SHOWMAN ları hep dışarıdan getiriyoruz nereye kadar bu iş sürecek? Halkımız
kendi kültürünü geliştirebilir… Dışarıdan gelenlerle hep başka espriler,
yabancı gülmecelere gülüyoruz dedim…
-İyi olur, harika olur, ama kim yapar
ki bu işi? dediler...
Taşı gediğine koymamın zamanı gelmişti
:
-Mesela ben kabare show yapabilirim… Bu
konuda deneyimim de var… Ankara da uzun yıllar bu işi yaptım…
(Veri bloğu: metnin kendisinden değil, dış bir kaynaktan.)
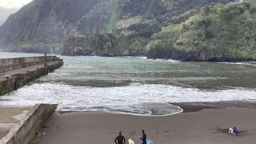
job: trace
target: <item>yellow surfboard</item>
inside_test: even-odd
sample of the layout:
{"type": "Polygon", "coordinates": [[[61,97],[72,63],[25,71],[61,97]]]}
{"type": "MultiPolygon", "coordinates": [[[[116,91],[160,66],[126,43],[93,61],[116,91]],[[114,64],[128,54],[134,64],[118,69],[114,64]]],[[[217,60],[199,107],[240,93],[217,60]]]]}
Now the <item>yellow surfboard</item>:
{"type": "Polygon", "coordinates": [[[133,142],[133,141],[130,139],[128,140],[128,143],[129,144],[134,144],[134,142],[133,142]]]}

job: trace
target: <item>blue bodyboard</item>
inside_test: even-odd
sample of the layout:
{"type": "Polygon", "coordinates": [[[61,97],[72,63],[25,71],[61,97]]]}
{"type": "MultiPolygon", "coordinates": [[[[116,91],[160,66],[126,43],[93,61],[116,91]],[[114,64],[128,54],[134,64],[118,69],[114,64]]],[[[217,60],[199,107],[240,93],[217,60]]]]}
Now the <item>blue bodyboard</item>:
{"type": "Polygon", "coordinates": [[[147,144],[154,144],[153,142],[149,139],[147,139],[146,140],[146,141],[147,142],[147,144]]]}

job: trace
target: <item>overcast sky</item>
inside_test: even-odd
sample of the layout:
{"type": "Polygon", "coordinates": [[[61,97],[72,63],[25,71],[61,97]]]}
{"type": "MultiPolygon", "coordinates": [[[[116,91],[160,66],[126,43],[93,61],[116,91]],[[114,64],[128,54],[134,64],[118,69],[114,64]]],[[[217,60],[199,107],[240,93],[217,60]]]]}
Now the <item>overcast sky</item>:
{"type": "Polygon", "coordinates": [[[0,0],[0,25],[10,15],[14,14],[32,0],[0,0]]]}

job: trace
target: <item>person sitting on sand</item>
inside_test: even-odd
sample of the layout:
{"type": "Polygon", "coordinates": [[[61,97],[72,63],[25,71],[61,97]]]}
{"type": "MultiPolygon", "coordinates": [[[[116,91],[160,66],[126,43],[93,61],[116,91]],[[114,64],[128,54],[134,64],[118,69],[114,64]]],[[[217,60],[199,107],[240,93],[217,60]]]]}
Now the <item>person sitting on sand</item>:
{"type": "Polygon", "coordinates": [[[115,139],[115,142],[116,144],[123,144],[123,140],[124,140],[124,144],[125,142],[125,137],[122,135],[122,132],[119,132],[119,135],[116,137],[115,139]],[[117,140],[117,143],[116,143],[116,140],[117,140]]]}
{"type": "Polygon", "coordinates": [[[235,126],[234,126],[234,128],[233,129],[233,132],[231,132],[231,133],[234,135],[239,135],[238,130],[235,126]]]}

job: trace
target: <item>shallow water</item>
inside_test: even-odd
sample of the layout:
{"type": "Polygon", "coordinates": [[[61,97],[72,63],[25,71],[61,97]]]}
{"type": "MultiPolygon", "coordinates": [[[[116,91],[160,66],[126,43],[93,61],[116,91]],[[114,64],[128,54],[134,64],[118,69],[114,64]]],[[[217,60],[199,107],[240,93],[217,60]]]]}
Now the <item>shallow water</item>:
{"type": "MultiPolygon", "coordinates": [[[[43,55],[0,52],[0,58],[9,54],[43,55]]],[[[63,67],[0,97],[0,105],[57,103],[61,111],[157,116],[182,111],[166,102],[256,99],[255,65],[144,57],[57,57],[64,59],[63,67]]]]}

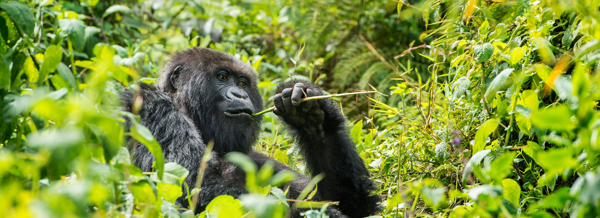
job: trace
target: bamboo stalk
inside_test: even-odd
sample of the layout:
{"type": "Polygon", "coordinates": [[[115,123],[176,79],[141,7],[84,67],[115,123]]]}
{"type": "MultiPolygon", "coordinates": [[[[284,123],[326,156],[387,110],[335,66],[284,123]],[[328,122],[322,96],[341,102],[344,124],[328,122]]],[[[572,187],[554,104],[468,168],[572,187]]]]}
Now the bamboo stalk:
{"type": "MultiPolygon", "coordinates": [[[[329,98],[337,97],[337,96],[347,96],[347,95],[358,95],[358,94],[367,94],[367,93],[377,93],[377,91],[362,91],[362,92],[356,92],[343,93],[341,93],[341,94],[333,94],[333,95],[321,95],[321,96],[312,96],[312,97],[308,97],[308,98],[302,98],[302,99],[300,99],[300,102],[305,102],[305,101],[309,101],[309,100],[320,99],[323,99],[323,98],[329,98]]],[[[263,110],[262,111],[257,113],[256,114],[252,114],[252,117],[257,117],[259,116],[266,114],[267,113],[272,111],[274,109],[275,109],[275,106],[271,107],[269,108],[269,109],[267,109],[267,110],[263,110]]]]}

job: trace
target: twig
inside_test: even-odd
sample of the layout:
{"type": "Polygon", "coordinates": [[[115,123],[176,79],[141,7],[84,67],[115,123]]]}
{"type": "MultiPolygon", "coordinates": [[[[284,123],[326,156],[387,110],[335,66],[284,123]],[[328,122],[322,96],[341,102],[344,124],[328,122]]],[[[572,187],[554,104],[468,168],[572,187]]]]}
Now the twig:
{"type": "MultiPolygon", "coordinates": [[[[356,92],[343,93],[341,93],[341,94],[333,94],[333,95],[321,95],[321,96],[313,96],[313,97],[304,98],[302,98],[302,99],[300,99],[300,102],[305,102],[305,101],[308,101],[308,100],[320,99],[323,99],[323,98],[333,98],[333,97],[337,97],[337,96],[347,96],[347,95],[358,95],[358,94],[366,94],[366,93],[377,93],[377,91],[362,91],[362,92],[356,92]]],[[[272,111],[273,110],[274,110],[274,109],[275,109],[275,106],[271,107],[269,108],[269,109],[267,109],[267,110],[263,110],[262,111],[257,113],[256,114],[252,114],[252,117],[257,117],[259,116],[260,116],[260,115],[266,114],[267,113],[272,111]]]]}

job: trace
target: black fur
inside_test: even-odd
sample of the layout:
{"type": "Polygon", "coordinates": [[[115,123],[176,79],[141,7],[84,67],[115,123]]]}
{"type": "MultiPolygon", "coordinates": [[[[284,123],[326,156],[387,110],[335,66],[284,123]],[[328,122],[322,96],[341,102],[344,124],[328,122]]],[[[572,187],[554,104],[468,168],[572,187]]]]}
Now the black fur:
{"type": "MultiPolygon", "coordinates": [[[[301,81],[280,86],[277,93],[298,82],[317,95],[321,95],[318,87],[301,81]]],[[[131,111],[137,96],[142,98],[140,124],[148,128],[160,144],[166,161],[177,162],[190,171],[185,181],[190,187],[195,184],[206,144],[214,143],[213,158],[203,177],[197,213],[203,210],[217,196],[237,197],[246,193],[243,171],[221,158],[227,152],[246,153],[259,166],[267,161],[273,162],[275,172],[291,170],[252,149],[257,139],[262,116],[250,118],[242,114],[243,118],[232,118],[224,114],[224,108],[236,107],[250,108],[252,113],[261,111],[263,101],[257,83],[257,72],[232,56],[207,49],[192,48],[173,56],[157,87],[140,84],[139,90],[125,92],[121,96],[124,106],[121,110],[127,111],[131,111]],[[226,81],[217,78],[219,72],[227,72],[231,78],[247,79],[249,84],[232,88],[226,81]],[[235,95],[239,99],[228,99],[231,93],[227,92],[230,89],[240,92],[240,95],[235,95]]],[[[328,209],[327,214],[332,217],[362,217],[376,213],[379,209],[380,197],[368,196],[376,187],[349,135],[346,117],[331,100],[317,101],[320,109],[316,109],[322,110],[319,113],[325,114],[322,124],[287,125],[311,175],[322,172],[325,175],[318,184],[313,199],[340,201],[339,205],[328,209]]],[[[283,119],[284,122],[286,120],[283,119]]],[[[131,127],[130,122],[125,124],[127,128],[131,127]]],[[[154,156],[145,146],[137,143],[130,149],[136,166],[144,171],[152,170],[154,156]]],[[[290,198],[297,198],[310,180],[298,172],[294,173],[296,180],[283,187],[289,187],[288,197],[290,198]]],[[[187,207],[184,190],[184,196],[177,203],[187,207]]],[[[299,211],[293,216],[299,216],[299,211]]]]}

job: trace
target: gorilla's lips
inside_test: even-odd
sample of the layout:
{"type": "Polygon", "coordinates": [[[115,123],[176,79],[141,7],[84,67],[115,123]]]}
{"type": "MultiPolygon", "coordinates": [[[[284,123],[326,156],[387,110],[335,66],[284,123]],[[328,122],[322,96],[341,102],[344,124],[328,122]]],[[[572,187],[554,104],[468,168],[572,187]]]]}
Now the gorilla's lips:
{"type": "Polygon", "coordinates": [[[251,116],[252,110],[250,110],[250,108],[228,110],[223,111],[223,113],[229,116],[251,116]]]}

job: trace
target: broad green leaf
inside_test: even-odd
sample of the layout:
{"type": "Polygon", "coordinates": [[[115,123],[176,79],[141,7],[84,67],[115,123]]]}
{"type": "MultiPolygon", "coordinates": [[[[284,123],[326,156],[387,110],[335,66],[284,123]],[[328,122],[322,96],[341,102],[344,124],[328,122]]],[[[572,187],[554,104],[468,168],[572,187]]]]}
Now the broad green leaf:
{"type": "Polygon", "coordinates": [[[479,165],[479,163],[481,162],[481,160],[482,160],[484,158],[485,158],[485,156],[490,153],[490,152],[491,152],[491,150],[484,149],[477,152],[475,155],[473,155],[473,156],[471,157],[471,159],[469,160],[469,162],[465,164],[464,168],[463,169],[463,184],[466,184],[467,177],[469,176],[471,172],[473,171],[473,168],[476,166],[479,165]]]}
{"type": "Polygon", "coordinates": [[[131,136],[146,146],[150,153],[154,155],[157,175],[158,179],[162,180],[164,172],[164,156],[160,144],[154,139],[150,130],[139,123],[134,123],[131,126],[131,136]]]}
{"type": "Polygon", "coordinates": [[[570,131],[575,127],[571,120],[572,116],[568,106],[557,106],[533,112],[531,115],[531,123],[541,129],[570,131]]]}
{"type": "MultiPolygon", "coordinates": [[[[37,54],[36,59],[40,60],[40,59],[43,60],[44,54],[37,54]]],[[[31,57],[27,57],[25,59],[25,62],[23,63],[23,71],[27,75],[27,78],[31,83],[35,83],[37,81],[38,78],[40,76],[40,71],[38,71],[37,68],[35,67],[35,64],[34,63],[34,60],[31,59],[31,57]]]]}
{"type": "Polygon", "coordinates": [[[506,87],[507,84],[509,83],[508,82],[508,77],[511,75],[514,70],[515,70],[514,68],[505,69],[494,78],[485,90],[485,101],[491,102],[491,100],[494,99],[494,97],[496,96],[496,93],[506,87]]]}
{"type": "Polygon", "coordinates": [[[525,51],[523,50],[522,48],[517,47],[512,50],[512,52],[511,53],[511,62],[509,63],[511,66],[518,63],[521,61],[521,59],[525,56],[525,51]]]}
{"type": "Polygon", "coordinates": [[[454,43],[452,43],[452,47],[451,48],[451,49],[454,50],[454,49],[459,48],[466,44],[470,43],[471,42],[470,41],[470,40],[465,40],[455,41],[454,43]]]}
{"type": "Polygon", "coordinates": [[[475,54],[475,59],[478,63],[482,63],[490,59],[494,53],[494,46],[490,43],[482,45],[473,46],[473,51],[475,54]]]}
{"type": "Polygon", "coordinates": [[[223,195],[212,199],[206,205],[206,212],[211,217],[240,217],[246,213],[242,209],[242,204],[239,199],[223,195]]]}
{"type": "Polygon", "coordinates": [[[58,68],[58,64],[62,60],[62,49],[60,46],[52,45],[46,49],[44,53],[44,63],[40,71],[40,77],[38,78],[38,84],[41,84],[42,81],[50,72],[54,72],[58,68]]]}
{"type": "Polygon", "coordinates": [[[554,172],[562,174],[568,167],[577,164],[577,159],[565,149],[538,152],[536,162],[544,168],[547,174],[551,175],[554,172]]]}
{"type": "Polygon", "coordinates": [[[450,62],[450,68],[451,68],[458,65],[458,63],[460,63],[461,60],[464,60],[464,58],[466,57],[466,56],[467,56],[467,53],[464,53],[462,54],[459,55],[456,57],[454,57],[454,59],[452,59],[452,61],[450,62]]]}
{"type": "Polygon", "coordinates": [[[458,78],[456,81],[452,84],[452,96],[451,101],[454,101],[463,96],[464,92],[471,86],[471,81],[467,77],[458,78]]]}
{"type": "Polygon", "coordinates": [[[552,68],[541,63],[534,65],[533,69],[535,71],[536,74],[538,74],[538,76],[544,81],[548,79],[548,76],[550,75],[550,72],[552,71],[552,68]]]}
{"type": "Polygon", "coordinates": [[[475,144],[473,146],[473,152],[476,153],[485,147],[485,138],[490,136],[498,128],[498,120],[490,119],[479,126],[475,134],[475,144]]]}
{"type": "Polygon", "coordinates": [[[8,14],[10,19],[23,31],[30,35],[34,32],[35,19],[34,14],[26,3],[18,1],[11,1],[8,3],[0,3],[2,8],[8,14]]]}
{"type": "Polygon", "coordinates": [[[73,44],[73,49],[81,51],[85,46],[85,23],[77,19],[62,19],[58,20],[58,26],[66,34],[73,44]]]}
{"type": "Polygon", "coordinates": [[[552,52],[552,43],[544,37],[534,37],[531,39],[533,44],[538,47],[538,54],[545,63],[553,63],[556,62],[556,57],[552,52]]]}
{"type": "Polygon", "coordinates": [[[587,42],[586,44],[581,46],[579,50],[577,50],[575,53],[575,57],[577,59],[581,59],[581,56],[584,54],[587,54],[588,53],[595,51],[600,49],[600,41],[598,40],[593,40],[587,42]]]}
{"type": "Polygon", "coordinates": [[[511,178],[502,180],[502,197],[510,201],[515,207],[519,207],[519,198],[521,197],[521,186],[519,183],[511,178]]]}
{"type": "Polygon", "coordinates": [[[58,71],[58,75],[61,77],[62,77],[62,79],[69,83],[71,88],[77,90],[77,83],[75,81],[75,76],[73,75],[73,71],[71,71],[71,69],[69,69],[69,67],[67,65],[62,62],[58,63],[56,71],[58,71]]]}
{"type": "Polygon", "coordinates": [[[504,23],[498,23],[496,25],[496,30],[490,34],[490,40],[502,41],[506,38],[508,38],[508,29],[504,23]]]}
{"type": "Polygon", "coordinates": [[[10,86],[10,68],[4,60],[0,59],[0,89],[8,89],[10,86]]]}
{"type": "MultiPolygon", "coordinates": [[[[485,20],[484,21],[483,23],[481,23],[481,26],[479,26],[478,33],[481,34],[481,35],[483,36],[484,38],[485,38],[485,37],[487,36],[487,34],[490,33],[489,28],[490,28],[490,23],[488,23],[487,20],[485,20]]],[[[482,38],[482,40],[483,40],[482,38]]]]}
{"type": "Polygon", "coordinates": [[[529,129],[531,128],[531,121],[529,118],[533,111],[538,111],[539,102],[538,100],[538,93],[532,90],[526,90],[517,99],[515,110],[518,112],[515,120],[517,126],[527,135],[529,135],[529,129]]]}
{"type": "Polygon", "coordinates": [[[110,14],[114,13],[115,12],[121,12],[124,14],[131,14],[133,13],[128,7],[122,5],[113,5],[106,8],[104,11],[104,14],[102,14],[102,17],[105,17],[110,14]]]}

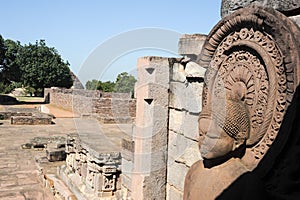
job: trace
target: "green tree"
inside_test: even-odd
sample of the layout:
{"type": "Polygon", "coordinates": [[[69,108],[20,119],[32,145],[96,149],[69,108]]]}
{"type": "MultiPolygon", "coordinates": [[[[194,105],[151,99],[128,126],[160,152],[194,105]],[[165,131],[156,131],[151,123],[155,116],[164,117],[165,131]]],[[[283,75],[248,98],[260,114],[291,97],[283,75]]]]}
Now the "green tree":
{"type": "Polygon", "coordinates": [[[134,92],[134,85],[136,79],[134,76],[128,74],[127,72],[122,72],[117,76],[115,92],[134,92]]]}
{"type": "Polygon", "coordinates": [[[116,84],[114,82],[111,82],[111,81],[106,81],[106,82],[99,81],[97,89],[101,90],[103,92],[113,92],[114,88],[115,88],[115,85],[116,84]]]}
{"type": "Polygon", "coordinates": [[[99,81],[93,79],[91,81],[86,82],[85,88],[87,90],[97,90],[98,84],[99,84],[99,81]]]}
{"type": "Polygon", "coordinates": [[[18,62],[22,83],[36,91],[73,85],[69,63],[63,61],[55,48],[47,47],[44,40],[25,45],[19,52],[18,62]]]}
{"type": "Polygon", "coordinates": [[[4,59],[5,59],[5,45],[4,45],[4,39],[0,35],[0,73],[2,72],[2,68],[4,65],[4,59]]]}
{"type": "Polygon", "coordinates": [[[20,43],[4,40],[0,35],[0,93],[9,93],[21,85],[16,57],[20,43]]]}
{"type": "Polygon", "coordinates": [[[5,40],[4,42],[6,52],[4,60],[4,70],[3,77],[8,83],[20,82],[21,80],[21,70],[18,61],[19,52],[22,46],[19,41],[15,42],[13,40],[5,40]]]}

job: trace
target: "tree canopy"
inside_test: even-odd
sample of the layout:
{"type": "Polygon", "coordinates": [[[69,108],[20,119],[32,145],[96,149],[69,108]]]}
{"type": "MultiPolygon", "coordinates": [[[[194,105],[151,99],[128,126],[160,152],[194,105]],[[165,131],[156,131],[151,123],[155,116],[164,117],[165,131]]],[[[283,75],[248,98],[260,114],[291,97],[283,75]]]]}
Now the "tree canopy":
{"type": "Polygon", "coordinates": [[[24,86],[41,92],[46,87],[73,85],[69,63],[45,40],[35,44],[4,40],[0,35],[0,93],[24,86]]]}

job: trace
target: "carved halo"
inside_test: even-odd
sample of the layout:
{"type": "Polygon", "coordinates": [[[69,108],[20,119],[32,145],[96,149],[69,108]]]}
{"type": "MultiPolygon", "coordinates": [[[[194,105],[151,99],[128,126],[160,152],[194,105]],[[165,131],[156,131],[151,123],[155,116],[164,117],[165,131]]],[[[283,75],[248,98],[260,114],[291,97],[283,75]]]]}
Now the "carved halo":
{"type": "Polygon", "coordinates": [[[222,91],[244,102],[251,124],[247,145],[254,159],[275,140],[299,83],[297,36],[299,30],[282,14],[251,6],[223,18],[200,54],[199,64],[208,68],[203,109],[212,106],[212,96],[224,98],[222,91]]]}

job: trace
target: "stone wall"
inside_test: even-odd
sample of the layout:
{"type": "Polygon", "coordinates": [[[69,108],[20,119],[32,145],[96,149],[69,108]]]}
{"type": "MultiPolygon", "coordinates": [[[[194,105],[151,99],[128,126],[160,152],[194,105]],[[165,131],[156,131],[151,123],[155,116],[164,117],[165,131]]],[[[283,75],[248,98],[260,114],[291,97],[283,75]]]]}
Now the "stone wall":
{"type": "Polygon", "coordinates": [[[50,104],[96,117],[103,123],[129,123],[135,118],[136,101],[129,93],[46,88],[45,98],[50,104]]]}
{"type": "Polygon", "coordinates": [[[77,135],[68,135],[66,154],[58,176],[78,199],[120,199],[119,152],[97,152],[77,135]]]}
{"type": "Polygon", "coordinates": [[[122,191],[127,198],[183,198],[185,175],[201,159],[198,116],[205,73],[192,61],[196,54],[186,53],[183,45],[201,48],[203,40],[203,35],[181,38],[182,55],[192,57],[138,60],[138,117],[132,138],[122,144],[122,191]],[[184,42],[187,38],[195,41],[184,42]]]}

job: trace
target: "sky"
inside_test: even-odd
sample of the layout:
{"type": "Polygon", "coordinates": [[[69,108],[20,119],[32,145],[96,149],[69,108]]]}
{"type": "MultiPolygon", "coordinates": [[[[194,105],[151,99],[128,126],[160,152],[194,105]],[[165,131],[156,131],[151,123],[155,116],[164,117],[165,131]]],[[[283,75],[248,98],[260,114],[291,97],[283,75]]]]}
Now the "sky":
{"type": "Polygon", "coordinates": [[[138,57],[178,57],[181,34],[208,34],[221,0],[1,0],[0,34],[22,44],[44,39],[83,84],[135,74],[138,57]]]}

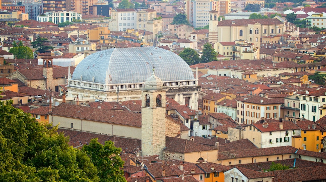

-Tekin sen harikasın… Haydi bu işe
hemen başlayalım..dediler…
Hemen işe koyulduk, aylarca patates
tarlalarında portakal bahçelerinde insanlardan derlediğim gülmece notları bir
senaryo haline dönüştürüverdim… Her şey hazırdı, bir dansöz 4 bayan manken, 2
erkek şarkıcı ayarlandı… Bu kişiler Kıbrıs ’lıydı kendi çaplarında
ünlüydüler…Lüks bir otelle de anlaştık…Ajans da otelin gazinosuydu… Basın
mensupları çağırıldı,1fotograflar çekildi… Kıbrıs Basını olduğu gibi bizden söz
ediyordu…
Programın ilk akşamı gazino tıklım
tıklımdı… Kıbrıslılar böyle bir show’a alışık değillerdi… Bu kadar deneyimi
olan birisi olarak ben bile bu kadar başarılı olacağımızı sanmıyordum… Ertesi
gün yine gazeteler benden ve yaptığım kabare tiyatrodan söz ediyorlardı… Kıbrıs
ta bir ay boyunca kapalı gişe oynadık…
Kıbrıs’ lı bazı gazetelerin attığı
başlıklar şöyleydi ;
-Yeni bir yıldız doğuyor…
-TEKİN YAVUZ BÜYÜLEDİ…
-Allah nazardan saklasın…
-Böyle kahkaha tufanı görülmedi…
Program bir ay devam etti, ajans inanılmaz paralar
kazandı, bu işin tutup, bu kadar başarılı olacağını bilmediğimiz için sözleşme
falan imzalamamıştık… Herkes hakkına itiraz etti, kişisel kaprisler başladı…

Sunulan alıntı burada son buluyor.